Does social care data matter?

When the Health & Social Care Information Centre (HSCIC) changed its name to ‘NHS Digital’, it was hard not to feel like social care was being further exiled from the national care curriculum.

At a time when the “Five Year Forward View” (5YFV) was promising radical changes in the delivery of care services, through an integrated approach supported by technology and the effective use of data, here was the national provider of information, data and IT systems removing the words ‘social care’ from their name. But what is in a name? A lot, apparently. Fast forward a couple of years, and it feels that social care remains as isolated as ever.


Dr Bradley Kirby Health Informatics, iCareHealth

Well, that was how it felt at the first round table event hosted by the National Care Forum (NCF) – “Shaping the Contribution of Social Care Data”. The event pulled together a wealth of experience and leadership from multiple stakeholders in social care delivery (see below) to consider what could be achieved from the effective utilisation of social care data. The focus was on interoperability, data standards in social care and the sharing of data across health and social care to fill in the gaps in care pathways.

One common story prevailed: everyone acknowledges the need to share data to improve care, but no one really knows how, everyone is too afraid to do it, and there is no clear guidance or ownership driving the interoperability agenda forward in social care.

This is no surprise, there are 211 Clinical Commissioning Groups (CCG’s) for hospital care, emergency care, community care and mental health; 152 Local Authorities for social care, and the NHS for primary and specialist care. None of these areas are yet aligned and everyone is looking to others to make decisions.

At the start of the event I presented my top 3 challenges that face system suppliers to social care today. What became clear to me by the end of the day was that these challenges are valid whether you’re a system supplier, care provider, regulator or a national body:

  • Data. There is no consensus in social care on what data needs to be shared with whom, and no clear guidance or mandate about what data standards to follow, or how to follow them.
  • Unique Identifier. There is no single unique identifier used across social care. The NHS Number is not widely adopted in social care (and why would it be? Social care is not the NHS), and this makes it difficult to identify individuals and share their social care data with the health service.
  • Information Governance. The landscape is unclear, with often conflicting guidance, and care providers are often having to decide between compliance with outdated data protection laws and compromising patient safety by not sharing data.
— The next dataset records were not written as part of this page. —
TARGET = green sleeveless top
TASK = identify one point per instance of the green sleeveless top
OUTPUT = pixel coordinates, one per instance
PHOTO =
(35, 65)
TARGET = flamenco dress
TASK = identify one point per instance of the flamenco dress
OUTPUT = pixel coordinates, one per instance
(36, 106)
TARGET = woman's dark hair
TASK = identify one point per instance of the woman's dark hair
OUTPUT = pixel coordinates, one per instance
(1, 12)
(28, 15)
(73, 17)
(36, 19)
These challenges, amongst others, were all well debated over the course of the day, and the bad news is that there are still no clear answers, and issues of ownership and accountability remain.
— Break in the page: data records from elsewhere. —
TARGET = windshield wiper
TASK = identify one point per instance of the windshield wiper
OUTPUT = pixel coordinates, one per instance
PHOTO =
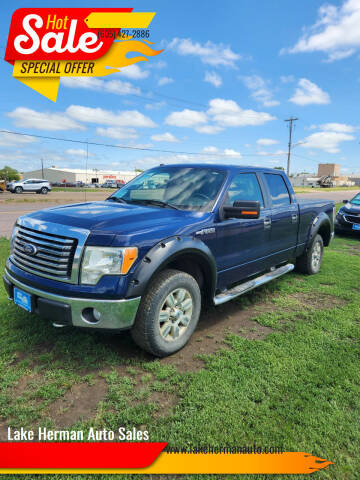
(157, 203)
(117, 199)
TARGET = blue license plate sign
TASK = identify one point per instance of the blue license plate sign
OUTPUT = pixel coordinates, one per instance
(22, 299)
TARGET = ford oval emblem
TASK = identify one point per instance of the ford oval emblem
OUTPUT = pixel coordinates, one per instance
(30, 249)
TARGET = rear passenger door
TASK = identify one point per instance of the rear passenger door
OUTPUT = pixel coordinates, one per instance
(284, 218)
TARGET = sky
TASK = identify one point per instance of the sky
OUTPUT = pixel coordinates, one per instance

The good news is that forums like these are bringing the right people together and as an industry we are beginning to see outlines of what needs to be done to make our industry successful.

For example, one item that stood out for me was the realisation that we need to lobby Parliament to get the NHS Number incorporated for use in social care. That is one practical step that we can take towards solving the second problem, but it’s a big task and requires a collaborative approach. There is plenty that we can do as individuals in the meantime to improve the way social care is delivered and help our industry move towards the interoperability goals set out in the 5YFV.
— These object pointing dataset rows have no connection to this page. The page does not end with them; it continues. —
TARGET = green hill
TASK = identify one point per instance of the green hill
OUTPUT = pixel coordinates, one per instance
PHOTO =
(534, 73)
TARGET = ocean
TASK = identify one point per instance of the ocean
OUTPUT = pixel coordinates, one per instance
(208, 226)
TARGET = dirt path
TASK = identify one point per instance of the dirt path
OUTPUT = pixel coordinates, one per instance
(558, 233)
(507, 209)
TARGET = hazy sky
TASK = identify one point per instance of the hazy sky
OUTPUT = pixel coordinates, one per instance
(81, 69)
In my previous life before iCareHealth, I completed a PhD while working at the Information Services Division (ISD) in Scotland (the Scottish equivalent of NHS Digital). My PhD investigated the accuracy, validity and utility of routinely acquired whole population electronic health data, using data linkage techniques, to support a robust mechanism for post-market drug surveillance and pharmacoepidemiology. In other words, can we use information captured at the point of care (in my case prescribing data and hospital episode data) to improve clinical practice and policy?

To save you reading my thesis, the short answer is yes, you can. It can be done in health care, and it can be done in social care too. Social care data matters. However, to utilise data effectively in social care, the three challenges above need to be solved.

Stay tuned for a deeper analysis of what each of these challenges are and some ways that we can overcome them.

Stakeholders: Skills for Care, Local Government Association, Care Quality Commission (CQC), Registered Nursing Home Association (RNHA), NHS England, NHS Digital, Boots Pharmacy, iCareHealth, KareInn, EvaluCom Consulting, and a wide range of not for profit social care providers including Norse Care, WCS Care, Look Ahead Housing, Care & Support, The Fremantle Trust, Elizabeth Finn Homes.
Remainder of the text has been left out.